Defense Department scientists are set to conduct a second test launch next year of the Falcon HTV-2 experimental superweapon after the first flight this year ended when the autopilot deliberately crashed the unmanned glider into the ocean as a safety measure.

The Falcon Hypersonic Test Vehicle is designed to skim the top of the atmosphere just below space, and is a key element of the Pentagon's Conventional Prompt Global Strike (CPGS) capability — a program to build non-nuclear strategic weapons that can strike conventionally anywhere in the world in less than an hour.

In a statement last week, the Defense Advanced Research Projects Agency (DARPA) revealed for the first time that the first test flight April 20 ended when the autonomous onboard control system — the computer autopilot flying the futuristic superweapon — "commanded flight termination."

"When the onboard system detects [undesirable or unsafe flight] behavior, it forces itself into a controlled roll and pitchover to descend directly into the ocean," DARPA spokesman Eric Mazzacone explained in e-mail to The Washington Times.

...

DARPA said the board "reviewed and concurred with" a series of remedial measures proposed for a second test flight next year, but some analysts said the results of the first one raise questions about the way the program has been run.

The $308 million Falcon HTV-2 is a suborbital near-space vehicle launched on a Minotaur rocket, a solid-fuel booster built from a decommissioned ballistic missile.
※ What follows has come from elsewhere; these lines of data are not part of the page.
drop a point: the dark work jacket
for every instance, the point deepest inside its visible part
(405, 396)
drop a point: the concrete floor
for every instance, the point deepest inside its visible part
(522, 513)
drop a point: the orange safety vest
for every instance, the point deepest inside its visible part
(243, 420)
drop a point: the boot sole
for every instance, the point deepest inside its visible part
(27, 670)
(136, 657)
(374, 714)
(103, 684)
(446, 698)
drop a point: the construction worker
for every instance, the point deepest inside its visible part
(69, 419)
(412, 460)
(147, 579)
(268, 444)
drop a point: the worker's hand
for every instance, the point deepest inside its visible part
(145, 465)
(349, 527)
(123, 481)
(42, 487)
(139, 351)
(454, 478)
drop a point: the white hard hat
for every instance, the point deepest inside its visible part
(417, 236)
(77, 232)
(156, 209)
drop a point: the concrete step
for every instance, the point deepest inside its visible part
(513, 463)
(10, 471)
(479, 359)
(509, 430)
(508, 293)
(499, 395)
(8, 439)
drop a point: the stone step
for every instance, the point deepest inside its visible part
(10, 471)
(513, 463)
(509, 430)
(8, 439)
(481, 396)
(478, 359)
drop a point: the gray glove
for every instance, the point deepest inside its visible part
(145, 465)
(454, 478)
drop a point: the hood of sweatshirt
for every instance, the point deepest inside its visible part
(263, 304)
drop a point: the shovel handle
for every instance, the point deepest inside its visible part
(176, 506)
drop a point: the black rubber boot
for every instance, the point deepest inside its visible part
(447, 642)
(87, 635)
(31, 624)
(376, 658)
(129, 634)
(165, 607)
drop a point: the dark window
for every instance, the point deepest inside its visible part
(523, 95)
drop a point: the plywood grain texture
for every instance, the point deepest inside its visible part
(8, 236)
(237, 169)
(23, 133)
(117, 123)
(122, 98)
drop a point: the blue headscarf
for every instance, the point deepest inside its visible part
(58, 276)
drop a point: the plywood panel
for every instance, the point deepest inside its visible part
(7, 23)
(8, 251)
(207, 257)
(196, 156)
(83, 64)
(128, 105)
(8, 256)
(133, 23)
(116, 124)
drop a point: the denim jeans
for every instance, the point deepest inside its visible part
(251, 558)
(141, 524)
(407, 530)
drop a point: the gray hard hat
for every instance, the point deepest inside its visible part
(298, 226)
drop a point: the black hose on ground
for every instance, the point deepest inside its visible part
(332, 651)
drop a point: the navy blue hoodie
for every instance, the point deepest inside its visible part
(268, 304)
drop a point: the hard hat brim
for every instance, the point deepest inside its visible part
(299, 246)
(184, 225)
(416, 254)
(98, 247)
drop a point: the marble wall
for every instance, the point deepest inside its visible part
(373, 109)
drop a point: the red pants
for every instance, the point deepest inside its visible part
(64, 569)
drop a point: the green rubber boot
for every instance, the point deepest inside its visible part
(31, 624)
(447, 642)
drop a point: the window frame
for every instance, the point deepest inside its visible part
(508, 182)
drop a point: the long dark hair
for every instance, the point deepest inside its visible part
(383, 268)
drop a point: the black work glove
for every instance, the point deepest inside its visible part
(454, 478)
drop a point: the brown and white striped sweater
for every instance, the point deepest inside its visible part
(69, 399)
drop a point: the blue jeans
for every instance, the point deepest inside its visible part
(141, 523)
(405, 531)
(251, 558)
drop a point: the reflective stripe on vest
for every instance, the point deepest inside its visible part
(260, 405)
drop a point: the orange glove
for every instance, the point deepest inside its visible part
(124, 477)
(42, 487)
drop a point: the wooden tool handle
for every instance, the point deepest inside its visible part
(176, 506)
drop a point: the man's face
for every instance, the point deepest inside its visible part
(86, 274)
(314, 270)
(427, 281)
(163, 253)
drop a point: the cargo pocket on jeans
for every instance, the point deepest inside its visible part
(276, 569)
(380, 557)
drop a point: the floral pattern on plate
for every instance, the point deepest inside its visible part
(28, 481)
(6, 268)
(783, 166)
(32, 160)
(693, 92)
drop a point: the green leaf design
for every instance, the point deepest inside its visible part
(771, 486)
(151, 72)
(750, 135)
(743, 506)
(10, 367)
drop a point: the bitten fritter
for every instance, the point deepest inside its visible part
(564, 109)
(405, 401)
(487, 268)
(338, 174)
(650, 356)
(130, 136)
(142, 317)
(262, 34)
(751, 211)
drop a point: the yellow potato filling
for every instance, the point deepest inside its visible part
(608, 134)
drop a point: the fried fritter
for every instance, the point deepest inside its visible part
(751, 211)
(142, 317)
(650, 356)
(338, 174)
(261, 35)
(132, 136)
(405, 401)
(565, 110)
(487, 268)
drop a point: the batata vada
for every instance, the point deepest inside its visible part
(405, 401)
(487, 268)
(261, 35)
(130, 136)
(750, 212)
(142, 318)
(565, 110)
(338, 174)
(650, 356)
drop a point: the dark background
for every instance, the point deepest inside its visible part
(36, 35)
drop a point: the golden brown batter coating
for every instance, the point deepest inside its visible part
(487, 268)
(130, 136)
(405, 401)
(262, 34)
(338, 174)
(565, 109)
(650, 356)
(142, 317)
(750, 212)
On the very edge of the atmosphere, in a procedure called "clamshell payload fairing release," the launch missile deploys the plane, which is then supposed to glide above the Earth at more than 13,000 miles per hour — more than 20 times the speed of sound.

The Pentagon is developing a generation of such hypersonic weapons as a way of being able to strike quickly at urgent threats — such as preparations by terrorists or rogue states to use nuclear weapons.

...

Falcon, being developed jointly with the Air Force, is just one of a series of conventional long-range strike programs, including another DARPA project called Arclight, and the Air Force's X-51, which successfully test-flew a hypersonic powered flight technology called scramjet — for "supersonic combustion ramjet."

A Congressional Research Service report on prompt global strike stated that the program will develop weapons that can "strike globally and rapidly with joint conventional forces against high-payoff targets" using "attacks in a matter of minutes or hours — as opposed to the days or weeks needed for planning and execution with existing forces."

...
It looks like the folks at Darpa and Lockheed-Martin have not lost their creativity. While they are adapting what was originally a nuclear delivery system to conventional weapons it is still and interesting project for what looks like a flying wedge. It is possible that its shape is responsible for the problems with yaw experienced in the first test. The shape leaves little room for control surfaces to make corrections for yaw.